Después del desaforado y poco previsible horror al que Ben Wheatley ha sometido a su público durante casi hora y media de metraje en Kill List, apenas su segundo largometraje después del drama criminal Down Terrace, la acción se funde súbitamente a negro y, sin transición alguna, en blancas letras mayúsculas que llenan por completo la pantalla, aparece, brillante y aterradora, la siguiente leyenda: “THE HUNCHBACK”. Es ahí cuando la biología del espectador toma el control y descarga un poderoso escalofrío ante lo que se avecina, y sí, aún ahora que recuerdo ese brillante golpe efectista que da inicio a la última secuencia de la cinta, no puedo evitar estremecerme.

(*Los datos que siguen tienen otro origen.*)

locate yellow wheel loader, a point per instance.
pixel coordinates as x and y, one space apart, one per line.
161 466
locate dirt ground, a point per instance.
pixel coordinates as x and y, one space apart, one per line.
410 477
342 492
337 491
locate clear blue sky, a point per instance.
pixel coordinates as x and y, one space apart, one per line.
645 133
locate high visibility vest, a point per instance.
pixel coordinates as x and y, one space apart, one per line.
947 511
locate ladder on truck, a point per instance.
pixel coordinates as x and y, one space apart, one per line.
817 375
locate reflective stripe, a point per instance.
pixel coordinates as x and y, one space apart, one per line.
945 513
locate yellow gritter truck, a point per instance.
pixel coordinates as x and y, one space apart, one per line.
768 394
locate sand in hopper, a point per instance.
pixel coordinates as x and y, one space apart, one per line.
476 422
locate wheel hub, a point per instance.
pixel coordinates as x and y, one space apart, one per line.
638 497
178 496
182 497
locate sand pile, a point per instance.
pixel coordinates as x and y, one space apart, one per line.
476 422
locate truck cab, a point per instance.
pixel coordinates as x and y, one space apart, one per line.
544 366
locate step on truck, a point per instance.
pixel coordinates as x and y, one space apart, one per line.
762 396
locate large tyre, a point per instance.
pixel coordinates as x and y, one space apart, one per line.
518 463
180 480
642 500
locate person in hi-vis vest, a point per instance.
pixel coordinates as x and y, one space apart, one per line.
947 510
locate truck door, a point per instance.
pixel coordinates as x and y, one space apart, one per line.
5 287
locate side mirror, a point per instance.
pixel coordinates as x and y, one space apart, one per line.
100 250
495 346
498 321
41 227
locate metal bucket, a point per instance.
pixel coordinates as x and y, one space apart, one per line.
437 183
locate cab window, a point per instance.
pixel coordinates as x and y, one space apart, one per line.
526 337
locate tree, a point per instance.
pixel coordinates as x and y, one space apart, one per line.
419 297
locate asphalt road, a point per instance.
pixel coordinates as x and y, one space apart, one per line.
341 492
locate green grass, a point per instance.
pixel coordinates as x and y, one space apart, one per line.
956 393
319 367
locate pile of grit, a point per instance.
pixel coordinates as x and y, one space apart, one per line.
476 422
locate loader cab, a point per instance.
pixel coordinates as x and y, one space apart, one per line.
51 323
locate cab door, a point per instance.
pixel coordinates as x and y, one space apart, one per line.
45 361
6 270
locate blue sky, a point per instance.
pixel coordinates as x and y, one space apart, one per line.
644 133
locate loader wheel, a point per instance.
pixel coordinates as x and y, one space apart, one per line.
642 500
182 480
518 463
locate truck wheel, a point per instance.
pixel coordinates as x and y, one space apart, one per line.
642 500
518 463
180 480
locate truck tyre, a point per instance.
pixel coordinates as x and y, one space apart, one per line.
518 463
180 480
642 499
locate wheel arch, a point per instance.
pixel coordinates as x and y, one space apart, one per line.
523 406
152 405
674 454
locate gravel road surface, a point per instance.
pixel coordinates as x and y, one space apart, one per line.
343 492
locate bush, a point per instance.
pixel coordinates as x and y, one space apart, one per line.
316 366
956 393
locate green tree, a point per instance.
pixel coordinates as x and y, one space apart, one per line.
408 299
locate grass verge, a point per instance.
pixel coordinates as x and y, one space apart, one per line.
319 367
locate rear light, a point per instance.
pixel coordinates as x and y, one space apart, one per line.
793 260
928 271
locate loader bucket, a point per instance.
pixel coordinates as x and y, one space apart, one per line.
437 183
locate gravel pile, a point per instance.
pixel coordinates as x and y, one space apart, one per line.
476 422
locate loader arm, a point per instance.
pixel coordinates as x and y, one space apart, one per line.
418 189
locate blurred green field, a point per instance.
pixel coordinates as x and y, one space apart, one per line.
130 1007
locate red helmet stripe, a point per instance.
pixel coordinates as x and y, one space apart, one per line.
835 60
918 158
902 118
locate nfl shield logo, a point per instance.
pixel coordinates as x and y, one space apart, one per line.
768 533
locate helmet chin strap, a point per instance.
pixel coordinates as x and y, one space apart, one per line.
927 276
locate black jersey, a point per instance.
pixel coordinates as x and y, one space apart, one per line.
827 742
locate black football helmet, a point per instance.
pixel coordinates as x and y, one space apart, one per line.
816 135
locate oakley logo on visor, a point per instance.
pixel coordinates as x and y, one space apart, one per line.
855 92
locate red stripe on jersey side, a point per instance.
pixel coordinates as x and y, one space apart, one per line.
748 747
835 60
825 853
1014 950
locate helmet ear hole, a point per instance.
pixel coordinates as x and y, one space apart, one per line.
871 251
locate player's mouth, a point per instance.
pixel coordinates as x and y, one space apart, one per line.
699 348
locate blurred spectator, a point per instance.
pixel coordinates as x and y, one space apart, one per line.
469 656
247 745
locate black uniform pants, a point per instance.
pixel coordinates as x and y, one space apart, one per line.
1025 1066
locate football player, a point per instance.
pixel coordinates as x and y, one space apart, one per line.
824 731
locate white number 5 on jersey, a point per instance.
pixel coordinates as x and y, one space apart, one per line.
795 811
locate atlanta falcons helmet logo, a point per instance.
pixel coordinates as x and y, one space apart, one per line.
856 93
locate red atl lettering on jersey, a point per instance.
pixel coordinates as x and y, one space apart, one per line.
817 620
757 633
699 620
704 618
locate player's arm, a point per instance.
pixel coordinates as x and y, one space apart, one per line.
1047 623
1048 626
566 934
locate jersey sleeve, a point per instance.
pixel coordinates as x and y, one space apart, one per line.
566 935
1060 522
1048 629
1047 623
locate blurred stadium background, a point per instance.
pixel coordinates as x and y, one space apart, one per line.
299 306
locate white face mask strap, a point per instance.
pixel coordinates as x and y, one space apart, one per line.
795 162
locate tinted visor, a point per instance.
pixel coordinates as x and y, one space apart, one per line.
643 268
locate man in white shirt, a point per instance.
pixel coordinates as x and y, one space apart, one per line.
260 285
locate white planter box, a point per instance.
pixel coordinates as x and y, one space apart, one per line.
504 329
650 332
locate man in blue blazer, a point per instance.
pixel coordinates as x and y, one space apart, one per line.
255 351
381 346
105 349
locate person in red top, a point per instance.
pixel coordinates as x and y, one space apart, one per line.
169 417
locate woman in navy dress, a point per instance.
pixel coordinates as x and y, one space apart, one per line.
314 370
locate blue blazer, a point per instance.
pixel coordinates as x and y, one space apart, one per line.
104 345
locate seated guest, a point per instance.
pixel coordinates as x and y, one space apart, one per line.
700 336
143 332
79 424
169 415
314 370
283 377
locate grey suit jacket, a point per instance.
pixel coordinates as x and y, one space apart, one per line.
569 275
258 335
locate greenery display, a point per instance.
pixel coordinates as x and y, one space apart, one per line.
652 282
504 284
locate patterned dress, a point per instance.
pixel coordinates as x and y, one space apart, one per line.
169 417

Kill List concluye en un océano de dudas que han dado como resultado interminables discusiones bizantinas a lo largo y ancho de la red, las cuales desgranan la trama e inventan teoría tras teoría, sin conceptualizar que el gozo supremo detrás de ese primer encuentro con el filme es precisamente el hecho de terminar en las tinieblas, en la más absoluta oscuridad narrativa, y al mismo tiempo haber asimilado un logradísimo cúmulo de atmósferas y sensaciones que estimulan la mente y el cuerpo del espectador, a tal grado que es imposible no caer presa de ese horror visceral y primario, rara vez ejecutado con tanta maestría, y al mismo tiempo sentir una profunda admiración ante el manipulador espectáculo montado por Wheatley.
Clásico instantáneo, Kill List ha triunfado gradualmente gracias a las recomendaciones boca a boca de los cinéfilos, muchos de los cuales han encumbrado a esta cinta ya al nivel de obra de culto y han puesto la mira en Ben Wheatley, quien después de escribir y dirigir esta brutal experiencia ha cambiado su registro hacia la comedia con su nueva obra, Sightseers. Sea como sea, este británico ha conseguido ya dar vida a una de las mejores películas de terror del siglo XXI, y eso, queridos lectores, no es poca cosa.